Mostly, however, there were almost no overt bad feelings between blacks and whites at Callanan. The black kids were poorer than the rest of us more or less without exception, but otherwise were just the same in nearly all respects. They mostly came from solid, hardworking homes. They spoke with identical voices, shopped at the same stores, wore the same clothes, went to the same movies. We were all just kids. Apart from my grandmother asking for nigger babies at Bishop’s, I don’t remember hearing a single racist remark in the whole of my upbringing.
I wouldn’t pretend that we didn’t notice that black kids were black, but it was as close to not noticing as you could get. It was much the same with other ethnic groups. Some years ago when I came to apply a pseudonym to one of my boyhood friends, I chose the name Stephen Katz partly in honor of a Des Moines drugstore called Katz’s, which was something of a local institution in my childhood, and partly because I wanted a short name that was easy to type. Never did it occur to me that the name was Semitic. I never thought of anybody in Des Moines as being Jewish. I don’t believe anyone did. Even when they had names like Wasserstein and Liebowitz, it was always a surprise to learn they were Jewish. Des Moines wasn’t a very ethnic place.
Anyway, Katz wasn’t Jewish. He was Catholic. And it was at Callanan that I met him when he was recruited by Doug Willoughby to join in an organized takeover of the Audio-Visual Club—a cunning but unusual move and a lasting testament to Willoughby’s genius. Club members were put in charge of maintaining and showing the school’s enormous cache of educational films. Whenever a teacher wanted to show a movie—and some teachers did little else because it meant they didn’t have to teach or even spend much time in the classroom—a member of the elite A/V team would wheel a projector to the room in question, expertly thread and loop the film through half a dozen sprockets, and show the desired educational offering.

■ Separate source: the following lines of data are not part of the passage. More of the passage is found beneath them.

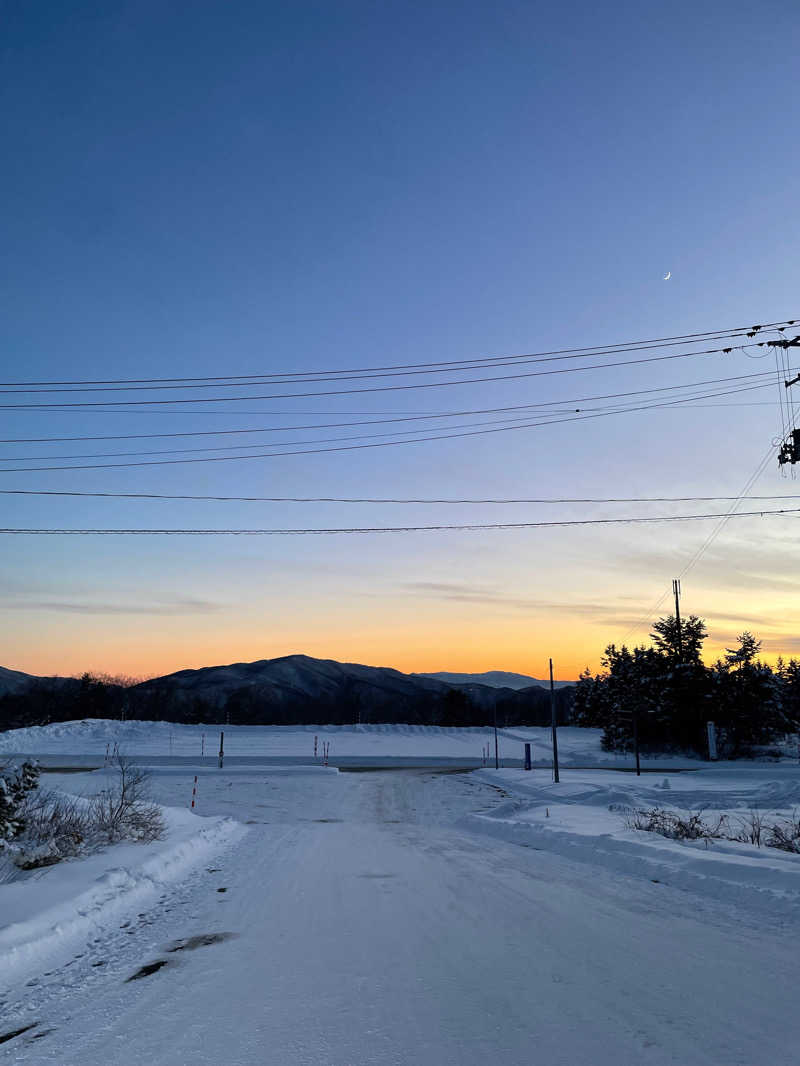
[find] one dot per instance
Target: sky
(262, 188)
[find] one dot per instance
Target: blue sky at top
(224, 188)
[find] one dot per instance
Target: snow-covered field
(77, 742)
(305, 916)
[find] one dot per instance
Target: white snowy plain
(400, 917)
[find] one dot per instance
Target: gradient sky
(237, 188)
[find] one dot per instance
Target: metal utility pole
(554, 725)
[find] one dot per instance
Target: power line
(336, 375)
(389, 419)
(393, 529)
(341, 448)
(731, 513)
(462, 364)
(570, 402)
(400, 500)
(331, 392)
(518, 422)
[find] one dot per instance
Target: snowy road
(368, 929)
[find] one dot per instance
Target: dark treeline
(100, 697)
(668, 694)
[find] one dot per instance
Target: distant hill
(301, 679)
(13, 680)
(289, 690)
(494, 678)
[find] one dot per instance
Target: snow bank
(163, 739)
(46, 914)
(584, 818)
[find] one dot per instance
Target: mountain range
(291, 689)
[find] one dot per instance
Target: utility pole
(676, 591)
(554, 725)
(635, 716)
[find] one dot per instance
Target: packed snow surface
(412, 917)
(163, 740)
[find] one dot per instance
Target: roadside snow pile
(46, 913)
(95, 737)
(590, 817)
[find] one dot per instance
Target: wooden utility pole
(635, 717)
(497, 755)
(676, 591)
(554, 725)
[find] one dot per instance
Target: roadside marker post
(712, 729)
(554, 726)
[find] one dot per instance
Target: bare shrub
(753, 828)
(126, 812)
(58, 826)
(785, 835)
(669, 823)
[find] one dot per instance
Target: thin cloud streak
(66, 607)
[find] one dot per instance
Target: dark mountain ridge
(292, 689)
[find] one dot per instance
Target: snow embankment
(95, 737)
(586, 818)
(49, 913)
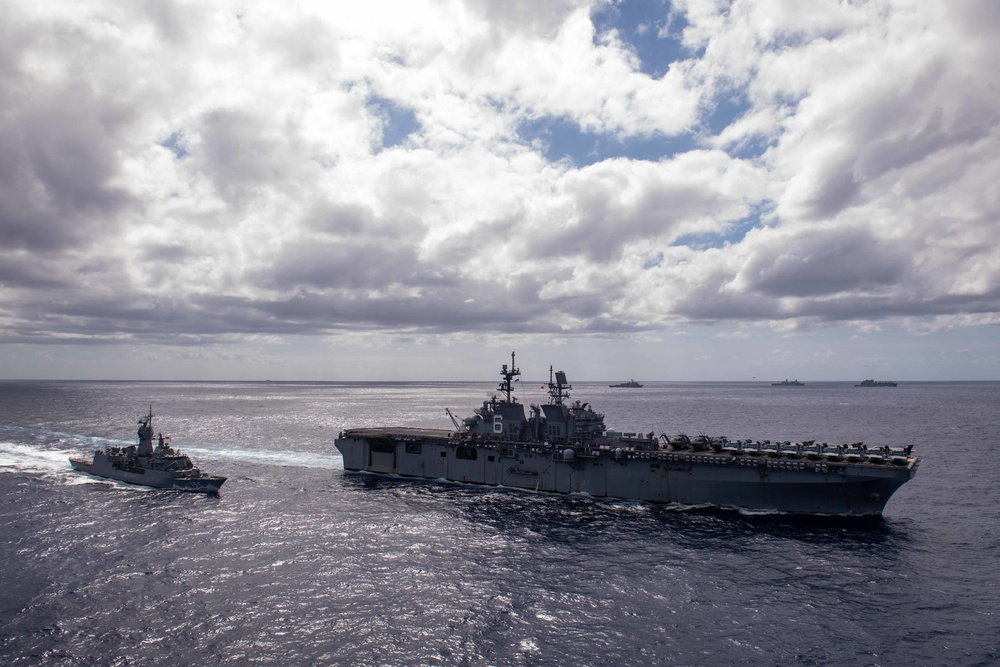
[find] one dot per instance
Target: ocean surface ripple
(297, 562)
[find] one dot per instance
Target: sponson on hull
(161, 467)
(564, 446)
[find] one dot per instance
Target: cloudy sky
(685, 190)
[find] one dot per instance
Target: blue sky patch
(649, 27)
(173, 144)
(732, 234)
(398, 122)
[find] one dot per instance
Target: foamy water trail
(262, 457)
(53, 463)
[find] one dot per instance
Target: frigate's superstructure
(161, 467)
(564, 447)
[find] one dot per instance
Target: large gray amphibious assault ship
(564, 447)
(161, 467)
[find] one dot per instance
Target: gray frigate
(160, 467)
(564, 446)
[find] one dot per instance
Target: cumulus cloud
(174, 172)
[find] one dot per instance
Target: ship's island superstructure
(565, 447)
(160, 467)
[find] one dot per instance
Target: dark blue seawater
(298, 563)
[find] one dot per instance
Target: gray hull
(157, 479)
(782, 484)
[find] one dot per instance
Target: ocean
(298, 563)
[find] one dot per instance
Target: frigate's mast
(558, 388)
(508, 377)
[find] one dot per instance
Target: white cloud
(219, 172)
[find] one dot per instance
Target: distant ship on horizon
(631, 384)
(873, 383)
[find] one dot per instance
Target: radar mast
(506, 385)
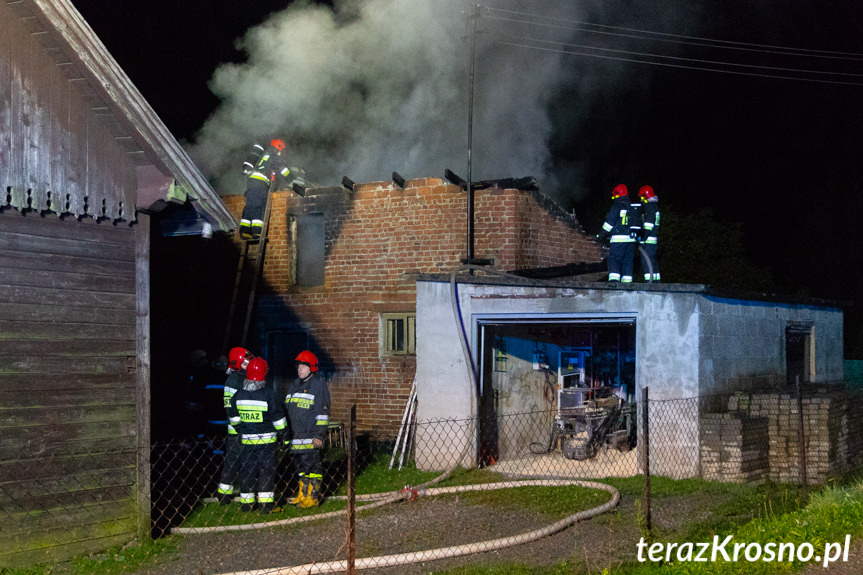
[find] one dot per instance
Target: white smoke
(375, 86)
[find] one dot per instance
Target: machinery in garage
(592, 411)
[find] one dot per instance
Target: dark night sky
(774, 141)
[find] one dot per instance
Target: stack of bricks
(733, 448)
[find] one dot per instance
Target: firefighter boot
(295, 500)
(245, 230)
(313, 495)
(256, 229)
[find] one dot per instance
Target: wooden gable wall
(74, 310)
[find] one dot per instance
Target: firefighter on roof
(258, 417)
(650, 233)
(308, 406)
(262, 166)
(617, 227)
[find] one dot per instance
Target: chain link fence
(473, 485)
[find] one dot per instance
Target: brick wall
(377, 239)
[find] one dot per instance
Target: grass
(750, 513)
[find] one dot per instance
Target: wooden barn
(85, 164)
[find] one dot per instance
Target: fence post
(645, 436)
(801, 439)
(352, 510)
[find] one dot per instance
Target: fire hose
(457, 550)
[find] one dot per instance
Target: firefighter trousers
(258, 471)
(230, 465)
(620, 262)
(650, 254)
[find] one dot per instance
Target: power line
(575, 25)
(682, 62)
(670, 65)
(681, 58)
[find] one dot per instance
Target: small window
(310, 253)
(399, 333)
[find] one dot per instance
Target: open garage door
(525, 362)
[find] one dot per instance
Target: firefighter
(238, 360)
(617, 227)
(261, 167)
(308, 407)
(259, 418)
(650, 231)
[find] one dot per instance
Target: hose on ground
(468, 548)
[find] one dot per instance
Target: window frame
(388, 336)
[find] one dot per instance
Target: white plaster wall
(666, 348)
(446, 402)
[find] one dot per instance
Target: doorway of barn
(533, 367)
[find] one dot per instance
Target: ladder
(249, 267)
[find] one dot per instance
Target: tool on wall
(404, 436)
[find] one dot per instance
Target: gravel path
(426, 523)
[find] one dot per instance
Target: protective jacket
(269, 165)
(651, 221)
(257, 415)
(617, 222)
(233, 383)
(308, 407)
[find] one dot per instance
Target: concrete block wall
(378, 238)
(758, 437)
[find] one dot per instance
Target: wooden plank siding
(61, 149)
(69, 400)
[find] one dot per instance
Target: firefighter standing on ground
(650, 231)
(261, 167)
(258, 417)
(617, 227)
(238, 360)
(308, 407)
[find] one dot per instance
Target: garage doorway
(525, 362)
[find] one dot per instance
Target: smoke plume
(368, 87)
(371, 87)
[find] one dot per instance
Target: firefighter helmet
(237, 357)
(309, 359)
(645, 193)
(257, 369)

Historically, the A/V Club was the domain of the school’s geekiest students, as you would expect, but Willoughby at once saw the advantages the club offered to normal people. For one thing, it provided a key to the only locked space in the building to which students had access and where we could almost certainly smoke once he had cracked the ventilation problem (which he quickly did). Further, it gave access to a vast supply of movies, including all the sex-education films made between roughly 1938 and 1958.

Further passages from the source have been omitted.